Leonora Carrington: biografia, contribuições e obras

Leonora Carrington foi uma renomada artista surrealista nascida em 1917 em Lancashire, na Inglaterra. Sua vida foi marcada por uma intensa criatividade e um espírito rebelde, que a levou a romper com convenções sociais e artísticas de sua época. Carrington é conhecida por suas pinturas, esculturas e escritos que exploram temas como o inconsciente, o feminino e o mundo dos sonhos. Suas obras são caracterizadas por uma estética surrealista única, que mescla elementos fantásticos com uma profunda reflexão sobre a condição humana. Ao longo de sua carreira, Carrington teve um impacto significativo no movimento surrealista e é considerada uma das artistas mais importantes do século XX.

Obras de Leonora Carrington: uma viagem surrealista pelo mundo da arte e da imaginação.

Leonora Carrington foi uma artista surrealista britânica que nasceu em 1917 e faleceu em 2011. Sua vida e obra são marcadas por uma intensa busca pela liberdade criativa e uma profunda conexão com o mundo da imaginação.

Carrington teve uma vida tumultuada, marcada por eventos como a sua fuga de um hospital psiquiátrico e o seu relacionamento com o pintor surrealista Max Ernst. Essas experiências influenciaram profundamente sua obra, que explora temas como a transformação, o inconsciente e o mundo dos sonhos.

Entre as suas obras mais conhecidas estão pinturas como “O Pombo da Paz” e “A Noiva do Vento”, que retratam mundos fantásticos e seres misteriosos. Seu estilo único e inconfundível combina elementos do surrealismo com referências à mitologia, ao folclore e à alquimia.
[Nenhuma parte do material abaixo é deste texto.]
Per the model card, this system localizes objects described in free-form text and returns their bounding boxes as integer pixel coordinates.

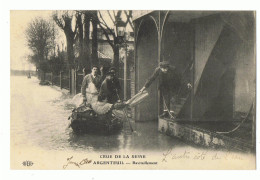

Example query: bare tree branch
[100,25,114,49]
[107,10,116,26]
[98,11,116,38]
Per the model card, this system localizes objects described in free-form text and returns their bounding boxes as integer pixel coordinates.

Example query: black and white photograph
[7,6,257,170]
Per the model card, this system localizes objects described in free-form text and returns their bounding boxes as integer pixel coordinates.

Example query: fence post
[60,71,62,89]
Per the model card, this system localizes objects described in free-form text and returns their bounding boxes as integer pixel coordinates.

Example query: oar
[116,89,134,132]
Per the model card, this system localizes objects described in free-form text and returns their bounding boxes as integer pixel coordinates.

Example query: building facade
[132,11,256,150]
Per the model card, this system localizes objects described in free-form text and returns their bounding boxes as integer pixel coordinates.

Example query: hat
[109,67,116,72]
[106,72,114,76]
[159,61,170,68]
[91,64,98,69]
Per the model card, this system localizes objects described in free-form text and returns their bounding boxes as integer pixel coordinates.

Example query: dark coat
[144,66,181,92]
[98,78,121,104]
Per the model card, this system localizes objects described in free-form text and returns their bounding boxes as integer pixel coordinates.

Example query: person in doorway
[140,61,191,117]
[99,67,121,104]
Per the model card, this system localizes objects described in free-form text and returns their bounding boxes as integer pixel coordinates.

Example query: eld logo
[22,161,33,166]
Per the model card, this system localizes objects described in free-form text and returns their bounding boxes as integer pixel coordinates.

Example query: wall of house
[135,19,158,121]
[194,15,224,92]
[193,14,255,120]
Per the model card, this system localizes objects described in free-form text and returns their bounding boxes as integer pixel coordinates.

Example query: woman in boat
[81,66,113,114]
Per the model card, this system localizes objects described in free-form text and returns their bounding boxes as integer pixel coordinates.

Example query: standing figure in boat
[99,67,121,104]
[81,66,113,114]
[81,66,102,103]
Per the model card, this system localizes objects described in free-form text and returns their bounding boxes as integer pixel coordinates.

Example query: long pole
[116,89,134,132]
[124,43,127,100]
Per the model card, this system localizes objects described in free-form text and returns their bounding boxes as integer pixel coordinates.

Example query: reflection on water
[11,76,189,151]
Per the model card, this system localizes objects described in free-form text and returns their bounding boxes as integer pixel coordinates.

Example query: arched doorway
[160,12,194,119]
[136,17,158,121]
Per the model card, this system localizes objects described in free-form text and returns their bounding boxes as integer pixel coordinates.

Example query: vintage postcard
[10,10,256,170]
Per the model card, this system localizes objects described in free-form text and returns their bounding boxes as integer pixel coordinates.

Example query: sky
[10,10,55,70]
[10,10,130,70]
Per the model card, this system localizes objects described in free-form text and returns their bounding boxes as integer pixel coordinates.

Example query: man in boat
[99,67,121,104]
[81,65,102,103]
[140,61,191,117]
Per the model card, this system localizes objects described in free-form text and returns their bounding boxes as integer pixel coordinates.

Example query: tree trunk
[77,14,84,69]
[112,38,119,72]
[83,12,91,71]
[91,11,99,65]
[66,33,74,69]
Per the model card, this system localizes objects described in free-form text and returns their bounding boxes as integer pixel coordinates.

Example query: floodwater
[11,76,187,152]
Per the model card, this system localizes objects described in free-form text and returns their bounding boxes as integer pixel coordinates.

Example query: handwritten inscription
[63,156,92,169]
[162,149,243,162]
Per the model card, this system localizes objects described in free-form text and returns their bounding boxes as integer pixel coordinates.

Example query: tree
[52,11,78,68]
[94,10,134,70]
[25,18,53,68]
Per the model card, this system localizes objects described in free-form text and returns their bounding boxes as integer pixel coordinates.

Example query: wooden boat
[69,91,148,134]
[69,102,124,134]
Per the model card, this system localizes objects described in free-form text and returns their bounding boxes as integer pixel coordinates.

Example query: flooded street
[11,76,187,152]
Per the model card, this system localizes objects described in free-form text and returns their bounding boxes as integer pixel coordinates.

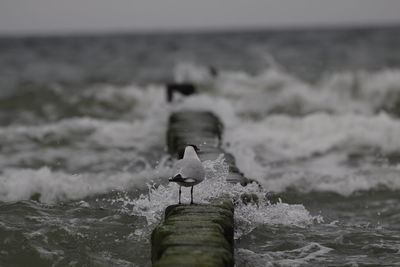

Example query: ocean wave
[0,163,170,203]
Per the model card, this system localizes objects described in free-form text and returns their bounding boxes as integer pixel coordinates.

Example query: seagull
[169,145,206,204]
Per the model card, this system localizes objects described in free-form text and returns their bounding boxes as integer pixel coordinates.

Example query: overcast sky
[0,0,400,34]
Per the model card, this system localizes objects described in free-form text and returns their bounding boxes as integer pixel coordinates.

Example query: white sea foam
[261,167,400,196]
[0,165,171,203]
[113,157,322,238]
[236,243,332,267]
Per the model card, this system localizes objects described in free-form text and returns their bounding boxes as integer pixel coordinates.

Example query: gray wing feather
[175,159,205,180]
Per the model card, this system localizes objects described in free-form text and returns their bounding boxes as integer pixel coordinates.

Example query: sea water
[0,27,400,266]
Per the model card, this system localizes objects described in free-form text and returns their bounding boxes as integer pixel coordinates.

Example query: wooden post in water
[151,111,251,267]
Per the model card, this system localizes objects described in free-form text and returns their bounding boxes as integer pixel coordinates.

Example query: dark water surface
[0,27,400,266]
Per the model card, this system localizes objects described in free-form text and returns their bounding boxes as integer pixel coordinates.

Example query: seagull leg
[178,186,181,205]
[190,185,193,204]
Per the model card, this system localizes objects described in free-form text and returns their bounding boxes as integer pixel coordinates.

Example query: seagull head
[183,145,200,159]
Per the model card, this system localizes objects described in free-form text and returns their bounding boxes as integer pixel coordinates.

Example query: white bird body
[169,146,206,203]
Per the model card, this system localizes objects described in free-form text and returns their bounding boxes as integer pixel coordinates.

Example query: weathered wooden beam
[151,198,234,267]
[151,111,251,267]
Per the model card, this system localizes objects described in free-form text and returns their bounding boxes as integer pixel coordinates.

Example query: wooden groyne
[151,111,251,267]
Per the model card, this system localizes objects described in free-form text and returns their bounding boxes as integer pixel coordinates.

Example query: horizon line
[0,21,400,38]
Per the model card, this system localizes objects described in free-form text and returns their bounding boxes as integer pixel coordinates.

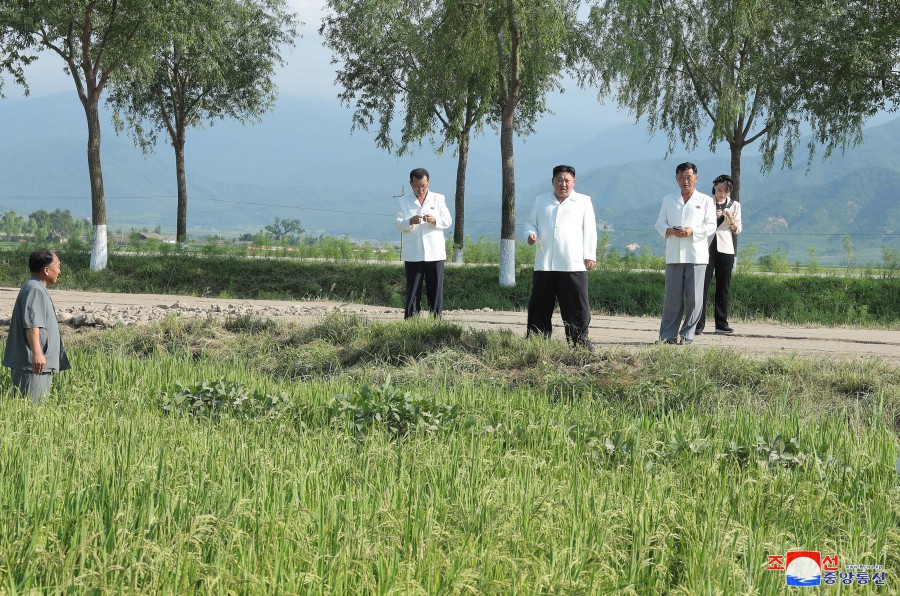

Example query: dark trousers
[697,238,734,330]
[527,271,591,345]
[403,261,444,319]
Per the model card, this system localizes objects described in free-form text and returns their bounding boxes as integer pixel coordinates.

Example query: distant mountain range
[0,93,900,263]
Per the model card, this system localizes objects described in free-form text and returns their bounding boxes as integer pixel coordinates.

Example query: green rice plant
[160,378,286,418]
[331,379,460,437]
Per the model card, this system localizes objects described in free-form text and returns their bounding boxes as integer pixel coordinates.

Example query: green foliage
[160,378,286,418]
[331,377,460,437]
[0,320,900,596]
[759,248,788,273]
[0,247,900,328]
[585,0,880,200]
[719,435,808,469]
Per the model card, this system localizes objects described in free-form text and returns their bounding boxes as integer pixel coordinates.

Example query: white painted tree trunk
[91,225,107,271]
[500,240,516,288]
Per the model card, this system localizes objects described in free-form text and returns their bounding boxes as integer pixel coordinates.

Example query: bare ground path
[0,288,900,366]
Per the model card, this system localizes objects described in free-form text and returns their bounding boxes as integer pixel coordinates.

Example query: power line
[0,195,900,238]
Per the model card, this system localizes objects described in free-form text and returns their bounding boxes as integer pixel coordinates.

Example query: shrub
[161,378,287,418]
[331,377,459,436]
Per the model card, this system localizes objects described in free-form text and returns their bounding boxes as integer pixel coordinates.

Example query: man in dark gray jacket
[3,248,70,403]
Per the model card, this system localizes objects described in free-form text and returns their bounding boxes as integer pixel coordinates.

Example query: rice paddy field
[0,315,900,595]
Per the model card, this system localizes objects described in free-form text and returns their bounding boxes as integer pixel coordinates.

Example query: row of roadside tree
[0,0,900,286]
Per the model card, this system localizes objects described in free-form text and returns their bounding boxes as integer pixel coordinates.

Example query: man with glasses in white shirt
[656,162,716,344]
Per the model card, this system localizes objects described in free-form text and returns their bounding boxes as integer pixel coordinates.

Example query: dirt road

As contribuições de Carrington para o movimento surrealista foram significativas, tornando-a uma das artistas mais importantes do século XX. Sua capacidade de criar universos oníricos e perturbadores cativou o público e influenciou gerações de artistas.

Em resumo, as obras de Leonora Carrington são uma verdadeira viagem pelo mundo da arte e da imaginação, levando-nos a explorar os recantos mais profundos da mente humana e a questionar a realidade que nos cerca.

Vida e obra de Leonora Carrington: uma artista surrealista à frente de seu tempo.

Leonora Carrington foi uma artista surrealista nascida em 1917 na Inglaterra. Ela foi uma das poucas mulheres a se destacar no movimento surrealista, que era predominantemente masculino na época. Carrington teve uma vida tumultuada, marcada por sua rebeldia e sua busca por liberdade artística.

Em sua juventude, Carrington conheceu o pintor surrealista Max Ernst, com quem teve um relacionamento intenso e conturbado. A influência de Ernst foi fundamental em sua obra, que explorava temas como o inconsciente, o misticismo e o surrealismo. Carrington se destacou por suas pinturas enigmáticas e perturbadoras, que misturavam elementos do folclore, da mitologia e da psicanálise.

Uma das contribuições mais importantes de Carrington para o surrealismo foi sua abordagem feminista e subversiva. Ela questionava as estruturas de poder e os papéis de gênero tradicionais, criando personagens femininas fortes e independentes em suas obras. Carrington também explorou a dualidade entre o mundo real e o mundo dos sonhos, criando um universo próprio e fantástico em suas pinturas.

Entre suas obras mais conhecidas estão “O Retrato de Max Ernst” e “A Noiva do Vento”. Carrington faleceu em 2011, deixando um legado de inovação e criatividade no movimento surrealista. Sua obra continua a inspirar artistas e admiradores ao redor do mundo, provando que ela foi uma artista à frente de seu tempo.

Curiosidades fascinantes sobre Leonora Carrington: vida, arte e surrealismo em 15 fatos intrigantes.

Leonora Carrington foi uma artista surrealista britânica de renome, conhecida por suas obras intrigantes e cheias de simbolismo. Sua vida foi tão fascinante quanto suas pinturas, e aqui estão 15 fatos curiosos sobre ela:

1. Leonora Carrington nasceu em 1917 em Lancashire, Inglaterra, em uma família rica e aristocrática.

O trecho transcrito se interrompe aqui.